Come ha interagito con gli altri interpreti dei ruoli dei moschettieri, c’è stata tra voi un’intesa speciale che vi ha portato anche a creare qualcosa direttamente sul set?
Molte delle cose che sono nel film sono frutto di improvvisazioni nate al momento grazie all’affinità che si è creata subito fra noi attori. Conoscevo già bene sia Valerio Mastandrea che Rocco Papaleo ma tra i tanti regali che questa esperienza mi ha dato c’è stata l’amicizia nata con Sergio Rubini. Così come facevano i nostri personaggi, anche noi attori, strada facendo, ci siamo supportati, appoggiati e sostenuti gli uni con gli altri. Va dato merito a Giovanni però di aver allestito un cast particolarmente ricco e armonico.

Di che tipo di commedia si tratta secondo lei e che cosa potrebbe portare di nuovo nel cinema italiano di oggi?
È sempre difficile definire un film, soprattutto quando ne fai parte.

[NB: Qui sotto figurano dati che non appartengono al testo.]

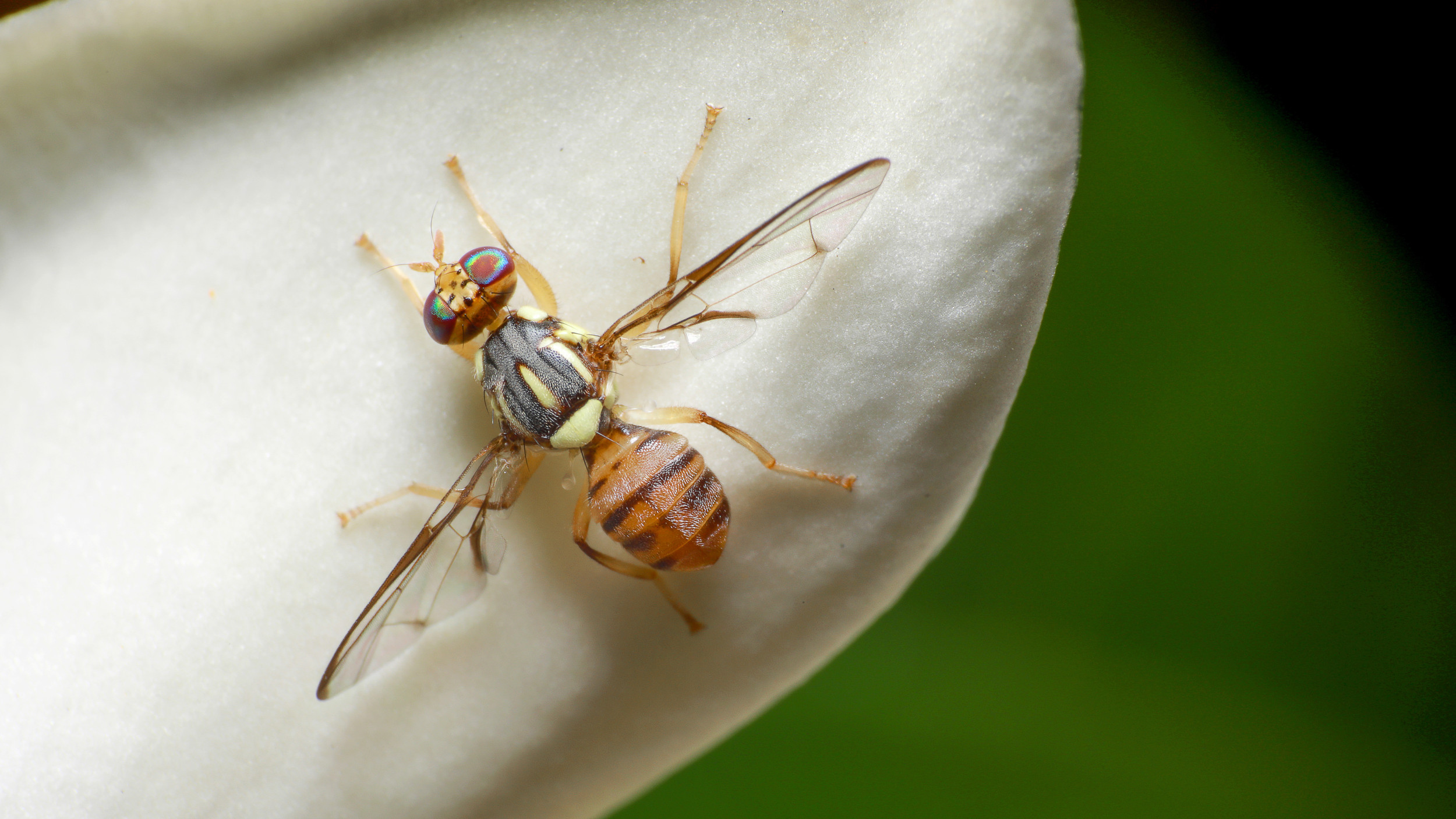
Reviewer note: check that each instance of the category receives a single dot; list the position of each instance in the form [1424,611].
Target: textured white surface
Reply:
[200,370]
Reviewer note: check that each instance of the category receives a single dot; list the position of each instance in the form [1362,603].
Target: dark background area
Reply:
[1210,570]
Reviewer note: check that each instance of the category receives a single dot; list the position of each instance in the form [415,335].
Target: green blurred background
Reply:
[1209,571]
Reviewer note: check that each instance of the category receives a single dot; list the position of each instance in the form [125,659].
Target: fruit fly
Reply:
[552,387]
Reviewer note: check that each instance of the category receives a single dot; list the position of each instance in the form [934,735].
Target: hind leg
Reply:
[689,416]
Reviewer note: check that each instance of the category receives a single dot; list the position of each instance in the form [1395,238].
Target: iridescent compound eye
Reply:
[440,320]
[487,266]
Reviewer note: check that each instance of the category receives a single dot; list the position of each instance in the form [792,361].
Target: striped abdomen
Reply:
[654,495]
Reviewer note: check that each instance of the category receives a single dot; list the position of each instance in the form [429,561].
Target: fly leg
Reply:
[581,518]
[507,497]
[538,285]
[680,203]
[468,353]
[689,416]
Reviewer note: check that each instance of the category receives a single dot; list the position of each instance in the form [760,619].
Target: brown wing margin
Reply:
[360,654]
[865,175]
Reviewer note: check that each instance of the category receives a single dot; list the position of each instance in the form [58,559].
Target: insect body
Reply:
[552,387]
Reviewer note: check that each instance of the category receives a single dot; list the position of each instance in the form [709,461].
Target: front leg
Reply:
[465,352]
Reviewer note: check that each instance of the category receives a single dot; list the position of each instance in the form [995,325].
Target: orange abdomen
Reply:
[653,493]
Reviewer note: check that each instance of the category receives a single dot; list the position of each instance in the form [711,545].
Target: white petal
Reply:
[202,369]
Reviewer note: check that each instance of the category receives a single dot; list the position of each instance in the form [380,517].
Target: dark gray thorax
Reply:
[526,344]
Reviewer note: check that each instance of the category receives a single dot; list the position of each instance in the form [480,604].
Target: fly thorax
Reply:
[538,381]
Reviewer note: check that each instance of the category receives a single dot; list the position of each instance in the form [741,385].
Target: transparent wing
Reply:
[443,570]
[758,277]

È come descrivere casa tua. Sai l’effetto che fa viverci ma non sai la sensazione che potrà fare a chi viene a farti visita. Io posso dire come mi ci sento dentro: nella casa di questo film ci sono stanze in cui si ride sempre, altre in cui la luce si fa più malinconica; in alcune si respira tenerezza e in altre ancora sudore e battaglia. So per certo che è stata arredata con amore e con cura e che chiunque vi abbia messo piede ha lasciato al suo interno un pezzo importante di sé.

Ricorda qualche momento della lavorazione particolarmente divertente, curioso o impegnativo che porterà con sé più di altri?
Da un punto di vista fisico, questo è stato uno dei film più impegnativi che abbia mai girato anche perché, per non sentirmi debilitato o invecchiato, nelle scene d’azione, cercato di recitare sempre senza controfigura. Fin da qualche mese prima dell’inizio delle riprese mi sono rimesso a cavallo e ho tirato di spada più che potessi con la guida del team Stefanelli e il risultato ora è sullo schermo oltre che in qualche ammaccatura che ancora mi porto addosso. Ferite di guerra che serbo con orgoglio. Solo che, proprio nel momento in cui mi sentivo il più eroico dei moschettieri, dopo aver sostenuto duelli su suoli scoscesi e rondate su tavoli in risse furibonde sono caduto rovinosamente a terra da un’asina ferma. La realtà è subdola a volte e maestra d’umiltà.